Соглядатай Его Величества | страница 43
— Не имеете права! — рявкнул ап Рис.
— Имею — и права, и полномочия, — устало возразил Корбетт. Он повернулся к Найджелу Кувилю. — Скажите этому напыщенному глупцу, — продолжал он, — что если мне не выдадут писем, написанных Ричмондом и другими людьми к родственникам, удерживаемым в заложниках при французском дворе, то я возвращусь сюда с его королевским величеством, и тогда мы продолжим беседу.
— Мастер ап Рис, — ответил Найджел, — родом из Гламоргана. Он всегда твердит мне, что там все принято делать иначе.
Корбетт оглянулся и вгляделся в длинное узкое лицо валлийца.
— Значит, вы знаете лорда Моргана?
— Знаю, — ядовитым тоном ответил ап Рис. — Но я — верный подданный короля и доказал это за годы служения короне.
— Так докажите это еще раз, мастер ап Рис, и принесите, пожалуйста, письма!

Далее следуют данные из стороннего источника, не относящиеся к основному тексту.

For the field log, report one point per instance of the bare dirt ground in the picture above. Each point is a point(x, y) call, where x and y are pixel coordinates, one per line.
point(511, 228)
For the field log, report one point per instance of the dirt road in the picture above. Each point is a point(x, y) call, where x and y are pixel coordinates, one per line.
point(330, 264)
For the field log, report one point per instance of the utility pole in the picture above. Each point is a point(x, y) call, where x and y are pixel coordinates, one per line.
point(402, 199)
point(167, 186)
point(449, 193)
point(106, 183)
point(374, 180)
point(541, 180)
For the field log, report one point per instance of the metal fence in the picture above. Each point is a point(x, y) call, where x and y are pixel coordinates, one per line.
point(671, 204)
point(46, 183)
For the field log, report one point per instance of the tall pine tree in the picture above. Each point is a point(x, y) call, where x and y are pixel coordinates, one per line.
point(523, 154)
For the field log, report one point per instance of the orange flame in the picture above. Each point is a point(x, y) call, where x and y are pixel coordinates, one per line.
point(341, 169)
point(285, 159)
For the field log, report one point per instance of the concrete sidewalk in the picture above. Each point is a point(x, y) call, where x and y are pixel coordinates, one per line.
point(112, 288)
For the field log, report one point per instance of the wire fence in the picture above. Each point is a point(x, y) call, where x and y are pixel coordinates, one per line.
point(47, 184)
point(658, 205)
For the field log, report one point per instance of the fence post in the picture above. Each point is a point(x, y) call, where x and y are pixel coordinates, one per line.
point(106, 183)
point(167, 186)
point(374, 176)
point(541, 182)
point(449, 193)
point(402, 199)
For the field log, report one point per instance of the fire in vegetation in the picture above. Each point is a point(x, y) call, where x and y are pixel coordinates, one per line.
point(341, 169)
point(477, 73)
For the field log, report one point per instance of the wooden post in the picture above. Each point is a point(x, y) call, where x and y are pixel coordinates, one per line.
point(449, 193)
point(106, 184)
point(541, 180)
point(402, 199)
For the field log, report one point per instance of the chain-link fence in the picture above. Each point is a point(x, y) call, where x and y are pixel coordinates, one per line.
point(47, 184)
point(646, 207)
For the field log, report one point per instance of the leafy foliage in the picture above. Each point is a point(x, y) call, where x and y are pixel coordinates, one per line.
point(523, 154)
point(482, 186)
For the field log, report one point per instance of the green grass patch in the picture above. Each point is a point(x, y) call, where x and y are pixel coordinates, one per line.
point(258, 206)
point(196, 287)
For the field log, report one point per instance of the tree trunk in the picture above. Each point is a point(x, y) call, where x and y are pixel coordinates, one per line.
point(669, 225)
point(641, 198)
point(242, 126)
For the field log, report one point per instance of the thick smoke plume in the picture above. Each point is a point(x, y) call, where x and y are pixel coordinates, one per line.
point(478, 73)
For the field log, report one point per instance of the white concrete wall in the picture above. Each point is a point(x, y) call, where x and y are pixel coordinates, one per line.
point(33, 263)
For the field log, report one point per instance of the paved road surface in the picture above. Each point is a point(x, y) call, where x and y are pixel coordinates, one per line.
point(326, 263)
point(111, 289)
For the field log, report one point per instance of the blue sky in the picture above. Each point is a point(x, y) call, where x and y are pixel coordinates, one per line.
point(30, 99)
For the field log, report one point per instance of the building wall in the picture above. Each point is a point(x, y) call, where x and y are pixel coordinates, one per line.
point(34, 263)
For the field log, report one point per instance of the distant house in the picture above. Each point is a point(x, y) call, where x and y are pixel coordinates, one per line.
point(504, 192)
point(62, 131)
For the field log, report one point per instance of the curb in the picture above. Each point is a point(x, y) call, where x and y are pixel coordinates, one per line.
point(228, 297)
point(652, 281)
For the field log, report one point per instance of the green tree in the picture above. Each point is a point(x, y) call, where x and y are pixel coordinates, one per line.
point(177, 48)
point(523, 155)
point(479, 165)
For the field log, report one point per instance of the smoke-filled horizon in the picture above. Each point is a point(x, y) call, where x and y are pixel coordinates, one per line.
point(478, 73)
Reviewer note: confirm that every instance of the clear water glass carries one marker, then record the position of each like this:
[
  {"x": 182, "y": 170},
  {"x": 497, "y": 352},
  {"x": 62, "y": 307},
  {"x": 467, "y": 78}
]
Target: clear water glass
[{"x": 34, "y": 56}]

Ап Рис искоса бросил взгляд на Корбетта и уже собирался ответить отказом, но передумал, передернул плечами и подошел к большому кожаному мешку, где хранились документы. Он развязал красный шнур с золоченой кистью, высыпал содержимое мешка на стол и принялся перебирать кипу свитков и кусков пергамента. Наконец он взял один из документов, изучил прикрепленный к нему ярлык и, слегка фыркнув, вручил его Корбетту:
— Вот. Выносить нельзя. Можно читать только здесь.
Корбетт подмигнул Кувилю и, усевшись за дубовый стол, принялся изучать свиток.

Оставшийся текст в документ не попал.